Winston (1937–1957) was a chestnut gelding ridden by both King George VI in 1947 and Queen Elizabeth II in the Trooping the Colour ceremony from 1949 to 1956.

==Biography==
Winston, whose sire was Erehwemos, was foaled in Yorkshire in 1937. In 1944 he was sold to the Mounted Branch of the Metropolitan Police Service. Although named after Winston Churchill, the letter "W" was used to name all police horses in 1944. As a police horse, Winston often was present on duty at public events such as the Changing of the Guard before he was selected for Royal duties.

In 1947, Winston carried King George VI during the first Trooping of the Colour to take place since 1939. Winston participated in various roles in other Royal ceremonial events when not working as a police horse. From 1949 to 1951, then Princess Elizabeth took her father's place at the ceremony, becoming the first British Queen since Elizabeth I to review her troops on horseback. Though other police horse were made available, the Queen always preferred Winston. The year of 1951 led to the future Queen first wearing her red Guards uniform; prior to this she wore a blue uniform.

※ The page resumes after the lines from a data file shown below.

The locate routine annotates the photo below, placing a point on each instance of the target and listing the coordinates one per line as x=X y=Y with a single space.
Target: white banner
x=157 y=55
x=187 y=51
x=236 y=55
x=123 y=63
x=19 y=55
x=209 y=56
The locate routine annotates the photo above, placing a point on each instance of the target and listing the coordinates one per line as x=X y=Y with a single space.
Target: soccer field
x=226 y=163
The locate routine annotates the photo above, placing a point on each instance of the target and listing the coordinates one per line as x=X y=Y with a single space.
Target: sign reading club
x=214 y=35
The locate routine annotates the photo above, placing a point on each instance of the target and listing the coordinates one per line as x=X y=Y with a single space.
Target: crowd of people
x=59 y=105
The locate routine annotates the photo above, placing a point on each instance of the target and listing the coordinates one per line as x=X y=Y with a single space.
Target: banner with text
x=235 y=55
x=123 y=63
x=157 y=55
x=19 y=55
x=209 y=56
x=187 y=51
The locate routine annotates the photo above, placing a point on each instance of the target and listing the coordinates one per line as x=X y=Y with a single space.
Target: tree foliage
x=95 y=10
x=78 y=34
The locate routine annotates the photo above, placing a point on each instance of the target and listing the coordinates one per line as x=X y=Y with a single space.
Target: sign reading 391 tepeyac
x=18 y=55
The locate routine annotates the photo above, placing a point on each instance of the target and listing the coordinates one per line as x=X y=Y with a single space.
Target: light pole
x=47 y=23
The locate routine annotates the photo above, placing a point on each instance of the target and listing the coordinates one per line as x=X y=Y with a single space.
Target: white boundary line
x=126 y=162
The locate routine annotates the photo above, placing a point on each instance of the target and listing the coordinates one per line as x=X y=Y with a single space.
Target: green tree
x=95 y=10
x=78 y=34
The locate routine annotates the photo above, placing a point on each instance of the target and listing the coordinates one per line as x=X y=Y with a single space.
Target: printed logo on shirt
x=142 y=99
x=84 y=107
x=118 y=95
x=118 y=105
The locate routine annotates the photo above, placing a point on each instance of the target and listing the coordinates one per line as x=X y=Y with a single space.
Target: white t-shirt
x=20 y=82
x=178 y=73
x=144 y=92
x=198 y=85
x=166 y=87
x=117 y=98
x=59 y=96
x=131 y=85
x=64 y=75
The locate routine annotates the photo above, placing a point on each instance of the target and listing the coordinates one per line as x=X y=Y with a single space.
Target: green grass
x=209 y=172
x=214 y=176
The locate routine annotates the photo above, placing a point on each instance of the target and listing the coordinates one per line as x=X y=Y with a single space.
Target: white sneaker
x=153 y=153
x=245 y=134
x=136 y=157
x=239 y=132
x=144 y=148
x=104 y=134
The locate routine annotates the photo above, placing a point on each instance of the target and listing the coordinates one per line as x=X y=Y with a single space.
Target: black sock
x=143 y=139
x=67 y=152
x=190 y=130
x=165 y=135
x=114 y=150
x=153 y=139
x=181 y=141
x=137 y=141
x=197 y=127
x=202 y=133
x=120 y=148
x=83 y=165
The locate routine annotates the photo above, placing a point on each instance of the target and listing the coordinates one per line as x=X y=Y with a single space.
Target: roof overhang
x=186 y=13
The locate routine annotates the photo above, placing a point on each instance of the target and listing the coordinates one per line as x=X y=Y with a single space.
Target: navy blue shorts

During the Coronation of Queen Elizabeth II procession, Winston was ridden by Sir John Nott-Bower, the Commissioner of Police of the Metropolis.

Winston retired from Troopings and other Royal Duties in 1956. Whilst later being ridden by a mounted police officer at the Police mounted training establishment at Thames Ditton, Winston slipped and dislocated his back on 7 February 1957, requiring him to be euthanised.

From 1957 the Queen rode a chestnut horse named Imperial.